Он — Калигула, император римский; он же — Гамлет, принц датский; он же — Бронька Пупков, алкоголик советский… Он же — Виктор Авилов, ведущий актер Театра на Юго-Западе. Гамлет в его исполнении покорил сердца консервативных англичан и очень разборчивых к инородной культуре японцев. Фильмы с его участием закуплены и прокатываются на Западе. С Виктором АВИЛОВЫМ беседует Александр ПОГОНЧЕНКОВ.

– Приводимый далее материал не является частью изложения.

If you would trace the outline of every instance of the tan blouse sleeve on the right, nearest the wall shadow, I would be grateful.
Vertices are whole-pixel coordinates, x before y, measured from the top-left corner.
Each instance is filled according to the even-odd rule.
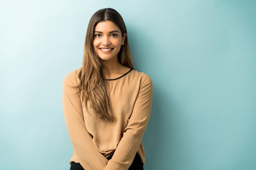
[[[132,114],[112,159],[103,170],[128,170],[141,144],[152,106],[153,84],[147,75],[139,87]]]

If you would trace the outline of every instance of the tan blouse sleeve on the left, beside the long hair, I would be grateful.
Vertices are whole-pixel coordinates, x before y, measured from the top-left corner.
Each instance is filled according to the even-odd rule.
[[[69,73],[63,81],[63,113],[67,131],[81,166],[86,170],[102,170],[108,159],[95,148],[86,129],[78,89],[70,87],[76,86],[77,80],[78,77]]]

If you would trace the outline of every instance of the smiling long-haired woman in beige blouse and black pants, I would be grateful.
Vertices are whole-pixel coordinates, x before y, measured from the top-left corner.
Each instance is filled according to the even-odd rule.
[[[88,24],[83,67],[63,81],[63,112],[74,147],[70,170],[143,170],[142,137],[153,85],[133,69],[126,26],[111,8]]]

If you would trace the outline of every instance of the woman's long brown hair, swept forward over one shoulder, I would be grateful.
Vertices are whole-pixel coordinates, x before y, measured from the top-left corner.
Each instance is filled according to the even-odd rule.
[[[88,24],[85,36],[84,50],[83,50],[83,67],[79,72],[80,83],[78,86],[81,92],[82,102],[85,102],[87,109],[88,102],[90,107],[94,110],[97,116],[106,120],[114,121],[112,115],[112,108],[110,102],[110,90],[108,81],[103,74],[104,66],[101,64],[100,58],[94,52],[93,39],[95,26],[102,21],[112,21],[121,30],[121,35],[127,34],[126,26],[121,15],[112,8],[105,8],[96,11]],[[128,44],[128,37],[124,41],[124,45],[118,53],[118,61],[133,69],[132,56]]]

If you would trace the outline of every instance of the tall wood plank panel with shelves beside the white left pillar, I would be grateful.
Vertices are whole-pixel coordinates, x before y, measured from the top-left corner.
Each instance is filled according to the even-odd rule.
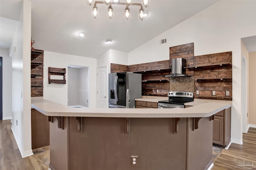
[[[31,50],[31,97],[43,96],[44,51]]]

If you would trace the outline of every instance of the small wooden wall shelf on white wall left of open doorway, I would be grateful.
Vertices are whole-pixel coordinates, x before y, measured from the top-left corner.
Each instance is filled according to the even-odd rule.
[[[63,76],[63,80],[51,79],[51,75]],[[48,80],[49,80],[49,84],[51,83],[66,84],[66,68],[48,67]]]

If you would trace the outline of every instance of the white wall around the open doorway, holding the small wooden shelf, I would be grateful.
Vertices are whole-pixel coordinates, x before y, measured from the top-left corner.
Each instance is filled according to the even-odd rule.
[[[96,67],[93,58],[44,51],[44,99],[68,106],[67,84],[48,84],[48,67],[66,68],[68,65],[89,67],[89,107],[96,108]],[[68,80],[68,74],[66,74]]]

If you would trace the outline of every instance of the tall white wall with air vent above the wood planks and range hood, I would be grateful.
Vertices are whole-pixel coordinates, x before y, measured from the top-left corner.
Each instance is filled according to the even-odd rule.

— Как получилось, что вы стали актером?
— Как сказано у Шекспира: «...Есть, стало быть, на свете существо, устраивающее наши судьбы по-своему...». Одним словом, это провидение. Такой цели, как стать артистом, я перед собой никогда не ставил, иначе наверняка попробовал бы поступать в театральный. А так у меня образование весьма далекое от сценического — техник контрольно-измерительных приборов и аппаратуры. Впрочем, после возвращения из армии мне пришлось сменить множество специальностей. Я считался злостным «летуном» — ни на одном месте не работал больше года. Театр на Юго-Западе считался тогда самодеятельным, и там мы играли в свободное время. В этот театр я пришел благодаря братьям Беляковичам, с которыми был хорошо знаком с детства. Помню, приходили в санаторий или пансионат и говорили, что мы — театр-студия из Москвы, у нас есть спектакль, который мы готовы играть где угодно, лишь бы метрах в тридцати была хоть одна розетка. Говорили, что играем за две вещи — за «поесть» и за «переночевать»... Принимали, как правило, хорошо.

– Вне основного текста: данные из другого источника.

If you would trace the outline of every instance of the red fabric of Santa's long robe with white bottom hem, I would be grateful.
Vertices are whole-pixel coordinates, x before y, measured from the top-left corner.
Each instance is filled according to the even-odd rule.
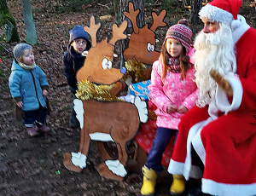
[[[236,195],[256,195],[255,37],[256,30],[250,28],[236,43],[236,73],[243,90],[241,106],[234,112],[221,115],[201,130],[205,150],[202,190],[212,195],[227,196],[231,195],[230,192],[233,195],[235,192]],[[196,108],[183,117],[172,160],[184,163],[189,128],[207,116],[206,108]],[[213,183],[214,187],[211,186]]]

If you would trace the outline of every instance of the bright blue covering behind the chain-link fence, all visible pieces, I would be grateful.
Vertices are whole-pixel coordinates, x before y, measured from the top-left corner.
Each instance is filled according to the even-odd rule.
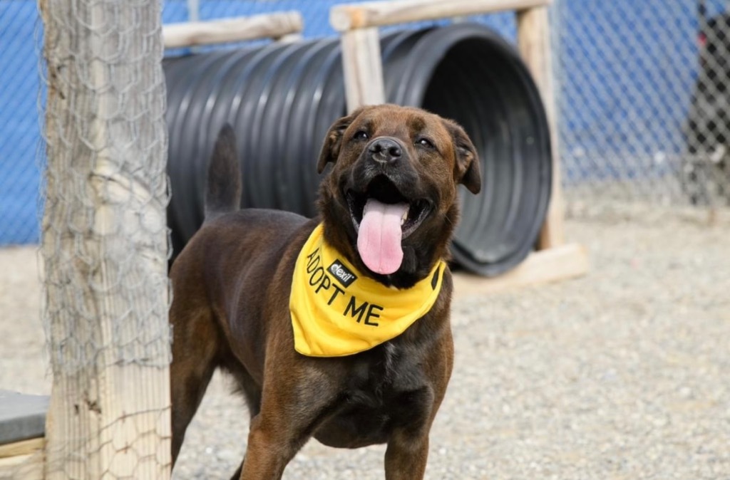
[[[201,0],[199,18],[296,9],[304,36],[331,36],[338,3]],[[719,12],[723,1],[707,6]],[[645,174],[632,159],[680,150],[697,68],[696,0],[556,0],[553,8],[564,180]],[[164,2],[164,23],[185,20],[186,1]],[[512,13],[476,20],[515,39]],[[38,241],[40,29],[36,0],[0,0],[0,245]],[[596,163],[593,152],[624,164]]]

— Это было десять с лишним лет назад. Театр уже давно признан и считается профессиональным. Прошел ряд фильмов с вашим участием. Часто ли вас узнают на улицах?
— На улицах узнают, да. Но как! Бывает, просто подойдут, поздороваются... А порой какой-нибудь не слишком трезвый товарищ без всяких обиняков хлопает по плечу с криком: «Здорово, ё...-тать!» Словно я — его кореш, сидевший с ним чуть ли не на одних нарах. И хорошо, если картина понравилась, если нет — труба. Больше всего подобных эксцессов было после фильма «Господин оформитель»...
— Сказалась ли наступившая 1985 году оттепель на репертуаре вашего театра?
— Смотря что под этим понимать. Если речь идет о мате на сцене, то он хорош лишь к месту. Матом-то надо уметь ругаться. Иной мужик такую фразу залепит, что на нормальный русский её просто невозможно перевести... Что до сексуальной революции на сцене и в кино, то она у нас, впрочем как и все революции, происходит с перегибом, а потом еще с загибом непонятно куда. Все хорошо в меру, без ханжества и без излишеств.
— А если говорить о политической крамоле? Ведь в 1984 году за вашим театром закрепилась репутация бунтарского. Его ставили в один ряд с диссидентскими сходками, с КСП того времени...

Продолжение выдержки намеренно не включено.